The executive summary of the study(PDF) says:

"The Coordination Centre for the Assessment and Monitoring of new drugs (CAM) has carried out a risk assessment on psychotropic mushrooms containing the active substances psilocin and psilocybin.

This drug is not associated with physical or psychological dependency, acute toxicity is largely limited to possible panic and anxiety attacks and, in terms of chronic toxicity, the worst that can happen are flashbacks. Consequently, the use of paddos (hallucinogenic mushrooms) does not, on balance, present any risk to the health of the individual. The product is relatively easy to come by, yet there is little adequate information available to users. The quality of the product is unreliable and the quality awareness of those who sell the product is, for the most part, lacking. On the other hand, we have been pleasantly surprised by findings relating to the scale of use, the vulnerability of the user and the number and seriousness of incidents reported. The risk to public health is therefore judged to be low. This drug adversely affects the user’s reactions (including his or her ability to drive), but there is no danger of it lowering his or her violence threshold. Since usage is usually confined to the home or the open air, there is no inconvenience caused to other people. The risk to public order is therefore judged to be low.
"

As of 2006, there are an estimated 120-150 smartshops in the Netherlands which sell psilocybin-containing mushrooms.

----

The European Monitoring Centre for Drugs and Drug Addiction released a thematic paper on 06/26/2006 - Hallucinogenic mushrooms: an emerging trend case study.
posted by daksya at 9:03 PM on July 18, 2006


"well, no, not you know mystical in the sense of absolute truths but well spiritual, you know, mystical in the sense that allows me to patronize you as emotionally dead because you don't agree with me."

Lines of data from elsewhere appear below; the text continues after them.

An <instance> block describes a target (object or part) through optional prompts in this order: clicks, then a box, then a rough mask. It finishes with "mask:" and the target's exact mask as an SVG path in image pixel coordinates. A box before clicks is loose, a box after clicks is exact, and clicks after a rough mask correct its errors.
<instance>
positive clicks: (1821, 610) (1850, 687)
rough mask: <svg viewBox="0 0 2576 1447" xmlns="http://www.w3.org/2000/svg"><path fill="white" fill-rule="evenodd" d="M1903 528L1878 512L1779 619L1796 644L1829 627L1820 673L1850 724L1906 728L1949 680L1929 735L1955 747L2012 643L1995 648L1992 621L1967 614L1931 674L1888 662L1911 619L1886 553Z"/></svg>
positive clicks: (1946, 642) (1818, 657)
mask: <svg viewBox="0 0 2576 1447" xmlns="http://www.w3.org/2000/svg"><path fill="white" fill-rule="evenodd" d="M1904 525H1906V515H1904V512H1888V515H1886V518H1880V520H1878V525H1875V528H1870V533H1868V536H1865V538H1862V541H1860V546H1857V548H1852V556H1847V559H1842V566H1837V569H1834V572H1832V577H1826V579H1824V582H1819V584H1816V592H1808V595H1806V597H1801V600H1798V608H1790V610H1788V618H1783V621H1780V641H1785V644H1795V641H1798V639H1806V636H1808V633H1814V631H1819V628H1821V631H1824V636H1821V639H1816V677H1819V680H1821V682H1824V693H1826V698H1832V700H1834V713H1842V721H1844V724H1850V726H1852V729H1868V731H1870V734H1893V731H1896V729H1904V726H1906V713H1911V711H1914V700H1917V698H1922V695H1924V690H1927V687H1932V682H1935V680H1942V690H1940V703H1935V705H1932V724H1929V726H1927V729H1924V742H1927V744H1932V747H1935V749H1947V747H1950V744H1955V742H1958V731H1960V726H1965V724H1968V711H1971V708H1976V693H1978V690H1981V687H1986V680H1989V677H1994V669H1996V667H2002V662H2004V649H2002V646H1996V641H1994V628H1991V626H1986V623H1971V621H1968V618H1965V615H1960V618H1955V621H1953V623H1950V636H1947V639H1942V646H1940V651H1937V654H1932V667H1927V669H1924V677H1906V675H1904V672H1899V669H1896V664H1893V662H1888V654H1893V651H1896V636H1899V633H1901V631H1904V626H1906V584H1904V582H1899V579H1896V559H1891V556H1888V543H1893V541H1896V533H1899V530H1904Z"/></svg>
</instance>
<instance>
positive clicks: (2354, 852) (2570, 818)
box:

I don't think that thats the case. Its more akin to trying to expain the concept of "yellow" to a blind person. You can talk about wavelengths, absorption and emission properties, electronic transitions, etc as long as you care, but you don't know yellow till you see one. Yoink, Postabagel, you guys are arguing about something that you have not experienced with people that did. I'm pleasantly surprised how well your tediousness has been tolerated.
I am left feeling that it is a strongly justified position to say that I have no reason to regard someone's report of a subjective "insight" into the nature of the universe and their place in it experienced under the influence of hallucinogens as having any inherent validity.
Ok. So you don't. Is anyone claiming that you should? What about insight into the nature of the universe and one's place in it as experienced under normal day-to-day life? Is it really more valid? Furthermore, what does "inherent validity" mean?

Having said that, I have never taken mushrooms or any other phychoactive drugs myself. Yet, at least.